Le choix du cratère comme point d’atterrissage de la mission a été motivé par la nature essentiellement géophysique du projet Chang’E 4. Les scientifiques à l’origine de la mission sont déterminés à résoudre un vieux mystère concernant la composition du manteau de la Lune.
La mécanique générale du processus de coalescence de la Lune (agglomération de matière) autour de son noyau de fer dense est considérée comme étant bien comprise.
Au cours d’une phase tardive de la formation lunaire, l’énergie des météorites entrantes a provoqué le réchauffement de ses couches extérieures, qui sont devenues un océan magmatique. Le liquide s’est progressivement séparé avec un minéral relativement léger, un membre du groupe des feldspaths appelé plagioclase, flottant à la surface.
La plagioclase demeure le composant dominant de la croûte.
Pendant ce temps, des minéraux plus lourds, riches en fer, ont sombré dans la coulée magmatique. Finalement, l’océan s’est refroidi et s’est solidifié, stabilisant à la fois le manteau dense et la couche supérieure plus légère.
En l’absence d’une très grande plate-forme de forage, déterminer la composition exacte du manteau représente un défi pour les géophysiciens lunaires.
L’information précédemment obtenue par le biais d’un satellite en orbite indiquait la présence de matériaux fragmentés riches en fer et en magnésium dispersés à la surface dans certaines régions et les identifiait comme étant du pyroxène, une classe minérale qui comprend le jade et de l’olivine, qui est commune sur Terre, de couleur verte.
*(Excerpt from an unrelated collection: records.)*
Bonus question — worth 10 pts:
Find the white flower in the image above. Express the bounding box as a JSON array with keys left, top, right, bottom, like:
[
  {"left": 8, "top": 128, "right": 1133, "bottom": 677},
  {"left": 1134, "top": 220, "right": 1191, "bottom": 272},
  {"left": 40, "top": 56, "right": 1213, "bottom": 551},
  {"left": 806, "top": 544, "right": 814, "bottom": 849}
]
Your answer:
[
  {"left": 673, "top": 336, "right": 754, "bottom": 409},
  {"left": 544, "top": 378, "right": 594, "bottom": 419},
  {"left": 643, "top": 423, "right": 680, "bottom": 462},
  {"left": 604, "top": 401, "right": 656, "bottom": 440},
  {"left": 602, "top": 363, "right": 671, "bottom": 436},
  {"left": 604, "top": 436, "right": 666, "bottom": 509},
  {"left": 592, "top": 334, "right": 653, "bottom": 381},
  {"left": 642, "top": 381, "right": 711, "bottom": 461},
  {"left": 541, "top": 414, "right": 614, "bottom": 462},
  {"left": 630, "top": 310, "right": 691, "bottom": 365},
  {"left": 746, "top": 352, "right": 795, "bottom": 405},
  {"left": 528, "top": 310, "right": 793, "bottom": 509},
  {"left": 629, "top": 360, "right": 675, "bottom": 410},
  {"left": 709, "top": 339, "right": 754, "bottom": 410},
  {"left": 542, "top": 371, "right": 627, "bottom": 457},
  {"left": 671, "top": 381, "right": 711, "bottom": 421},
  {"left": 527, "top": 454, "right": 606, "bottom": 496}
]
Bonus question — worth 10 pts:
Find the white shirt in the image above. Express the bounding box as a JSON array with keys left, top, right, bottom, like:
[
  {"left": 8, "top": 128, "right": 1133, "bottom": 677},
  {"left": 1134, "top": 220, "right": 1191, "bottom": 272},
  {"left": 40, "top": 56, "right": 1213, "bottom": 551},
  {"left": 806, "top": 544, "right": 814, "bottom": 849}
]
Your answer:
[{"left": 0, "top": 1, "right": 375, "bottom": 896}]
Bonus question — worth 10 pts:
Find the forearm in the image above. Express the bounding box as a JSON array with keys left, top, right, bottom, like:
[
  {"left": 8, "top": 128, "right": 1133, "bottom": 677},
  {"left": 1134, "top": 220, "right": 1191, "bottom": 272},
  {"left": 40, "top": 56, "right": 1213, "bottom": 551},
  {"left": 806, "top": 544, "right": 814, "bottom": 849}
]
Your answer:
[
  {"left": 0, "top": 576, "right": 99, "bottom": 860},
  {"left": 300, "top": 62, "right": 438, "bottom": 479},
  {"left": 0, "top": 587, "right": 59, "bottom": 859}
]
Il n’a pas été possible d’établir avec certitude leur provenance dans le manteau, laissant ouverte la possibilité qu’ils puissent être exogènes, provenant peut-être des débris d’une collision de météores. Cependant, les scientifiques travaillant sur le projet chinois ont estimé qu’un météore entrant, suffisamment grand pour créer un cratère massif, aurait pu avoir suffisamment d’élan pour percer la croûte et pénétrer dans le manteau et en projeter des morceaux sur la surface. D’où le choix du cratère Von Kármán.
Li et ses collègues rapportent que les observations faites par le spectromètre visible et le spectromètre dans le proche infrarouge (VNIS) de l’astromobile indiquent la présence des deux mêmes minéraux clés.
D’autres recherches seront nécessaires pour confirmer avec certitude leur origine souterraine. Cependant, les chercheurs suggèrent que s’il s’agit bien de composants du manteau, ils ne proviennent pas du cratère Von Kármán lui-même. Ils suggèrent plutôt qu’ils ont probablement été éjectés à la suite de l’impact qui a causé un cratère voisin, le cratère Finsen de 72 kilomètres de large, et propulsés dans les airs vers leur dernière position.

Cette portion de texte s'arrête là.